I thought of this last week when I was asked to introduce the writers at the ECW Evening of Crime and Mystery at the Sleuth of Baker Street bookstore and I realized they were all successful in other professions; medical, legal (law and order) and academia (Mike Knowles thanked me for including him in academia and explained that he teaches 8th grade and his class had gone for ice cream that day).

One of the authors was Toronto Police officer Brent Pilkey, reading from his first novel, Lethal Rage.

The book is the story of a young (but not rookie) cop new to Toronto’s downtown, 51 Division as it’s called, and pulls no punches when it comes to the people -- and crime – in the neighbourhood. This is the same neighbourhood in which the TV show I worked on, The Bridge took place, and like that show, Lethal Rage travels to both sides of the metaphoric bridge. As Pilkey says, “You could go from a neighbour dispute in Rosedale where people are arguing about sharing a driveway with a Lexus and a Jaguar, to going downtown and dealing with a homeless person who just overdosed on who knows what.”

The blurb says:


Filled with drugs, prostitution, and crime, this mystery explores the unglamorous life of a street cop in the rough-and-tumble 51 Division. Jack Warren, a young officer who enters the dangerous downtown streets after working in a virtually crime-free area, is immediately thrown into a brutal war against a crack-cocaine dealer intent on taking over the city’s drug trade. Jack soon discovers that no one is safe from the dealer’s quest for domination when the war turns horrifically personal. Working with the division’s elite major-crime unit, Jack learns there is an imperceptible yet enormous difference between the law and justice—and being a police officer and surviving in the 51.

There was a little controversy before the book was published when Constable Pilkey was told that if it was published he would face disciplinary action. At first the police department said, “The staging of locations and events may be viewed by individuals resident in the area as disparaging and disrespectful, including suggestions of differential policing in the area.” But then, as this article points out, the police department decided not to try and stop the publication, “We have to be alert to people's rights -- to people's freedom -- under the law and in this case we believe it was right to reverse the decision and that’s why we did it.”

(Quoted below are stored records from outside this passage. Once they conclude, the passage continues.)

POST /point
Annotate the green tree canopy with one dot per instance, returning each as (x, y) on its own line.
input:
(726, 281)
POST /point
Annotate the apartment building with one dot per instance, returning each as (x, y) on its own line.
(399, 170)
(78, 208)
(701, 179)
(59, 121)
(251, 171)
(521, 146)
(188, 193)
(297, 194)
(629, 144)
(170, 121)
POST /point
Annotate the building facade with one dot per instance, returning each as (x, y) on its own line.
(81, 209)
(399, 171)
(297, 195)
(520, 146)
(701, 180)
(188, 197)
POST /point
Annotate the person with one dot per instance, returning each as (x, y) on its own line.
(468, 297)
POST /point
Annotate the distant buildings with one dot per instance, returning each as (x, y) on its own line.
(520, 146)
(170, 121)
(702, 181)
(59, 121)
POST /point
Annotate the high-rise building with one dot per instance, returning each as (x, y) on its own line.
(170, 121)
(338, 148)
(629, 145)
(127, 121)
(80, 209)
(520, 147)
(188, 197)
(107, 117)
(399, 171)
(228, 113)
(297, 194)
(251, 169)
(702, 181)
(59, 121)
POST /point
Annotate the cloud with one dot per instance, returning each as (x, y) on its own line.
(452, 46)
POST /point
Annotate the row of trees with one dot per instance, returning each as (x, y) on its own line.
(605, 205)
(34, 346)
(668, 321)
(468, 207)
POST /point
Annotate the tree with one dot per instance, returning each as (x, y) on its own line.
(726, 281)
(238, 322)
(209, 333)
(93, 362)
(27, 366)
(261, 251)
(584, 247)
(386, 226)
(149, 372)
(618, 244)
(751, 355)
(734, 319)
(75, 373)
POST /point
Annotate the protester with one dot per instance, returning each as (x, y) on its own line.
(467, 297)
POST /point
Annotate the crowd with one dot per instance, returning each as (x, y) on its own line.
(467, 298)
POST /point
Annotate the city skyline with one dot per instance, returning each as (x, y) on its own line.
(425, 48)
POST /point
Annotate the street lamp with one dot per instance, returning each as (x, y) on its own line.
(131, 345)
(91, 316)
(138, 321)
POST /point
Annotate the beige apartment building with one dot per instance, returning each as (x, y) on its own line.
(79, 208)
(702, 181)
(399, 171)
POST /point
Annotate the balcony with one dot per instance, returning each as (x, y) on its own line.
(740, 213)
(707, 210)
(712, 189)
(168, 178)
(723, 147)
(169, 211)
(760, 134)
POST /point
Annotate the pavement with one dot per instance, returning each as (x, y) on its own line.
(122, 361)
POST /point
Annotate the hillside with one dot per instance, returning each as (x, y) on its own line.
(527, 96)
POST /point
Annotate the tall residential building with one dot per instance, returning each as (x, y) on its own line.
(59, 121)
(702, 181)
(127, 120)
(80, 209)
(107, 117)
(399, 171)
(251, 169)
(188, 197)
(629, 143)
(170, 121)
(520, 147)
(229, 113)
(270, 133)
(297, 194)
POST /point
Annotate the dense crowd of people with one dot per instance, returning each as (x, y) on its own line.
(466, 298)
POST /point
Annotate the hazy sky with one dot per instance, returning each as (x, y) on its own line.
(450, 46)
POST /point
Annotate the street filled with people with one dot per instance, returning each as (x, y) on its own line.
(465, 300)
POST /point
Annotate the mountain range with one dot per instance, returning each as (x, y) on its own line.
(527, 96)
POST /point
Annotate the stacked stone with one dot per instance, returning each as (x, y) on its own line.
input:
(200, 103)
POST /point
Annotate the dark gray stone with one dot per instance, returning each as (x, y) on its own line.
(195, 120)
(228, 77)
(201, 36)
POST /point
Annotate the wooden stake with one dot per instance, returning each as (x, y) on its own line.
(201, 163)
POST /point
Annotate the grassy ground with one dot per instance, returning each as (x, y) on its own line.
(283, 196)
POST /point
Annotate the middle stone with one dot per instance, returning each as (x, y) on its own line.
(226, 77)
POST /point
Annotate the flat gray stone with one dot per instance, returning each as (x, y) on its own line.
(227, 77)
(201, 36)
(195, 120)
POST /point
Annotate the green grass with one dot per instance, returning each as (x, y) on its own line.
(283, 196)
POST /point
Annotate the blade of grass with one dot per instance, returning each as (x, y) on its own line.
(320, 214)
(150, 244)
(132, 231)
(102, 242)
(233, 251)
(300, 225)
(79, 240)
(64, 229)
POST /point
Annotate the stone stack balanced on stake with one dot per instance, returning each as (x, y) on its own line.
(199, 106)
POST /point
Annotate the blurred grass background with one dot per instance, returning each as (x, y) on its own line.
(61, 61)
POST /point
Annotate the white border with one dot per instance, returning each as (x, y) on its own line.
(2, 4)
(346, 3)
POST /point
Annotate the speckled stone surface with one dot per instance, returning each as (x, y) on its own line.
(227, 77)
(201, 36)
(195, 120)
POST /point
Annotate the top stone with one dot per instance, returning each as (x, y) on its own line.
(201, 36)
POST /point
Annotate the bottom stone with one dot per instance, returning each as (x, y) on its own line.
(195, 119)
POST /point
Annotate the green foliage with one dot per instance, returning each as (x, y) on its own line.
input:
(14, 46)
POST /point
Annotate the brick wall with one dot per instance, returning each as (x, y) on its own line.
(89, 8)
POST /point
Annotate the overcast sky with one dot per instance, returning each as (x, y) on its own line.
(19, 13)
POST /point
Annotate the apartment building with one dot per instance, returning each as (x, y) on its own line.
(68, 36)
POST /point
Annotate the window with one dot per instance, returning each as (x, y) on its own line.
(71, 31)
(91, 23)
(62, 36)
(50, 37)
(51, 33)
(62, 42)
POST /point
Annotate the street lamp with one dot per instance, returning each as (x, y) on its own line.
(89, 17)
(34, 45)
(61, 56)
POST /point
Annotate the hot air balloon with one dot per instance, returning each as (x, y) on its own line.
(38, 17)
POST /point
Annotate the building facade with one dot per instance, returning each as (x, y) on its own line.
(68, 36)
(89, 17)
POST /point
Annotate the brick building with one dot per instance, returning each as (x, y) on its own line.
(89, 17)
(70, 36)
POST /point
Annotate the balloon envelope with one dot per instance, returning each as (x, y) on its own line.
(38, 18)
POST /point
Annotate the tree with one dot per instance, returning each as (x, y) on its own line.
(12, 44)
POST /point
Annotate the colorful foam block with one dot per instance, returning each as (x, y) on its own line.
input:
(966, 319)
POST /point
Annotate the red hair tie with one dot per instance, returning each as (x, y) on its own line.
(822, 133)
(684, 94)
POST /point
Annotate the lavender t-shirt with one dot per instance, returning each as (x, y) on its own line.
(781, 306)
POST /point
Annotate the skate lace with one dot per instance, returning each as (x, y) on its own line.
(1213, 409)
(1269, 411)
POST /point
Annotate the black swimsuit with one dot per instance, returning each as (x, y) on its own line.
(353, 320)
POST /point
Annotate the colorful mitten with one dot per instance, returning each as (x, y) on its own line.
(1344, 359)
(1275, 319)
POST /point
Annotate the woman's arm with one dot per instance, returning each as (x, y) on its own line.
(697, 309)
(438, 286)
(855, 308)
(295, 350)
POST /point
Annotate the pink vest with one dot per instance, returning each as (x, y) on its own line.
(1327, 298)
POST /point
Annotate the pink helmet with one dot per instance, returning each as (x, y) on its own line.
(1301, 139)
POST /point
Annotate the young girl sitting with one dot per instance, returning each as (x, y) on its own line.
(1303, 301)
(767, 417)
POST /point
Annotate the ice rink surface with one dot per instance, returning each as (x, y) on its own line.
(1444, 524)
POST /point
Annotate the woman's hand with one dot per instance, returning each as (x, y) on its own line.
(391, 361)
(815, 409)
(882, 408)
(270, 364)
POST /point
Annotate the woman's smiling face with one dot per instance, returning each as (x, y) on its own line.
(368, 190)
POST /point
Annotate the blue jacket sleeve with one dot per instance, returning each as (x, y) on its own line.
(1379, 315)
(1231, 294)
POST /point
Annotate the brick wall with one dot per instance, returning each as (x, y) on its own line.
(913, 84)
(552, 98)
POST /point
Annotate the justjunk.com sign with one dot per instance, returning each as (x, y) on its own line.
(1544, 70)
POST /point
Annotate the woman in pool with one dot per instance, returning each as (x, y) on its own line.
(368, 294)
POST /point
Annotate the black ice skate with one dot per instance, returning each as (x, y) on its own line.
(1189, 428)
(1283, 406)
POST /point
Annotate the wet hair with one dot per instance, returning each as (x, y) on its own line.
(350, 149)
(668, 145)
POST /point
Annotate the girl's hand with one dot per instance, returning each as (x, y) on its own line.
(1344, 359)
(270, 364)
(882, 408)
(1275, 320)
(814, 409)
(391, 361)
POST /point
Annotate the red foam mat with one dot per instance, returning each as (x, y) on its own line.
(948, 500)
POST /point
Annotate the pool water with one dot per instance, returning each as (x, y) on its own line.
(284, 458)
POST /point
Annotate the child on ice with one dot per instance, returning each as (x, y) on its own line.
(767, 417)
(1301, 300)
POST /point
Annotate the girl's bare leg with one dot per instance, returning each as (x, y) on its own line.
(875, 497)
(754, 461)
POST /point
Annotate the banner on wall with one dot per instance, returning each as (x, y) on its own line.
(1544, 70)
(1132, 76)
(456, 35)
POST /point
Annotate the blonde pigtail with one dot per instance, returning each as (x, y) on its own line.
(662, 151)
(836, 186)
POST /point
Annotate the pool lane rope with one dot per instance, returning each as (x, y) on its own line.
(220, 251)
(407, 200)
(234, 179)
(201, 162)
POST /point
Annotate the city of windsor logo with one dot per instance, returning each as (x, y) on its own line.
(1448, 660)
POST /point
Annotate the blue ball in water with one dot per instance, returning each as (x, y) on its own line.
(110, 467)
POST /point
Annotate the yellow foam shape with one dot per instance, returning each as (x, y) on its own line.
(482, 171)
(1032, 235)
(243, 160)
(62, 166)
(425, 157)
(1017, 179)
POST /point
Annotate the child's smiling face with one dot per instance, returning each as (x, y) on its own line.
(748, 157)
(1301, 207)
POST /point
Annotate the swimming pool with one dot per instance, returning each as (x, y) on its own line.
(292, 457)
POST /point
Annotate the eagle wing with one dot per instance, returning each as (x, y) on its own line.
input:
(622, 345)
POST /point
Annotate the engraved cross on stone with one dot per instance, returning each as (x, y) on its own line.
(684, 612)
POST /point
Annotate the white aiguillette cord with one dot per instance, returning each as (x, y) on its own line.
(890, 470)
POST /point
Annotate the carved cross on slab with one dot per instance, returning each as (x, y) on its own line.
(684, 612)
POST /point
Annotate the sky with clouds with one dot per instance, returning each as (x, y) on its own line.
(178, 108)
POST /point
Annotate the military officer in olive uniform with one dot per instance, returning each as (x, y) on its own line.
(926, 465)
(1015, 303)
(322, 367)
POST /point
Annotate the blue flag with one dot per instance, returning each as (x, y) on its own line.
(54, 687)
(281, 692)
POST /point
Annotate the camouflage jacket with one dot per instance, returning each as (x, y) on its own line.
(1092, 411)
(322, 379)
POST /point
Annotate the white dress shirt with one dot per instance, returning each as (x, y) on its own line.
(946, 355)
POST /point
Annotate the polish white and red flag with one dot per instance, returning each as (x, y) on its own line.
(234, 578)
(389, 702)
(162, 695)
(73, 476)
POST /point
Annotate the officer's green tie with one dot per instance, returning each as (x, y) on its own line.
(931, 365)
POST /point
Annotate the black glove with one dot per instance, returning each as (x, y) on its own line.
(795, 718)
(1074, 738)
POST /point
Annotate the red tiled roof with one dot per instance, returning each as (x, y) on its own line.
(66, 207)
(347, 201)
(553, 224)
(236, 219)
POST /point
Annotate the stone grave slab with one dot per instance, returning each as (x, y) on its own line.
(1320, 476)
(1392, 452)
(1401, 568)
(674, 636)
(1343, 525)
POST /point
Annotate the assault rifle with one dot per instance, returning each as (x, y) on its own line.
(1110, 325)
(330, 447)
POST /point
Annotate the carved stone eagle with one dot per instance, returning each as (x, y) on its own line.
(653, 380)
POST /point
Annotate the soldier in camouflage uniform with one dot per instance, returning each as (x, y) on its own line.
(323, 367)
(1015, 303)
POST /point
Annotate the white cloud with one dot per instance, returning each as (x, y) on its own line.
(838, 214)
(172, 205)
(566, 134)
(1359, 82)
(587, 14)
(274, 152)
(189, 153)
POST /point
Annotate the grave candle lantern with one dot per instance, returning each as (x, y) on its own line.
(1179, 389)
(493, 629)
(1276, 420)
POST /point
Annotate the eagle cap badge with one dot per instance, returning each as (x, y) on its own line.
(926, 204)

And the book is certainly full of cops casually referring to the drug dealers and drug users in all kinds of pejorative ways. Ha, look at that, I just used the word pejorative and now I’m going to say that if there’s one thing I have to complain about this book it’s the sometimes too writerly way the prose is composed. Yeah, the cops call people names but the grammar is almost always correct and the narration around that dialogue is always very proper. Maybe that’s the perfect way to get across the real feel of Toronto, this old-time proper city, more Orange than the Orange Lodge, as it was said for years and now with the new grit and grime emerging. The style can leave you a little distanced from the characters on the street and that may be the point.

Or maybe it’s just the sign of a slightly cautious first novel.

Whatever it is, it leaves you wanting more, so luckily the second book in the series, Savage Rage will be out this fall.

One more thing. We've been talking about the new DSD collection, Collateral Damage and I wanted to explain why my story is called Pulp Life - episode one. It has nothing to do with Star Wars.

The story began its life as the pilot script for a TV show I was pitching last year, what I hoped would be a half hour cable comedy-drama like Weeds or Entourage. It's the story of a crime fiction writer helping an ex-con write a memoir.

The first part of the story is up on my blog, here, and I have a couple more episodes in script form which I may also adapt into short stories.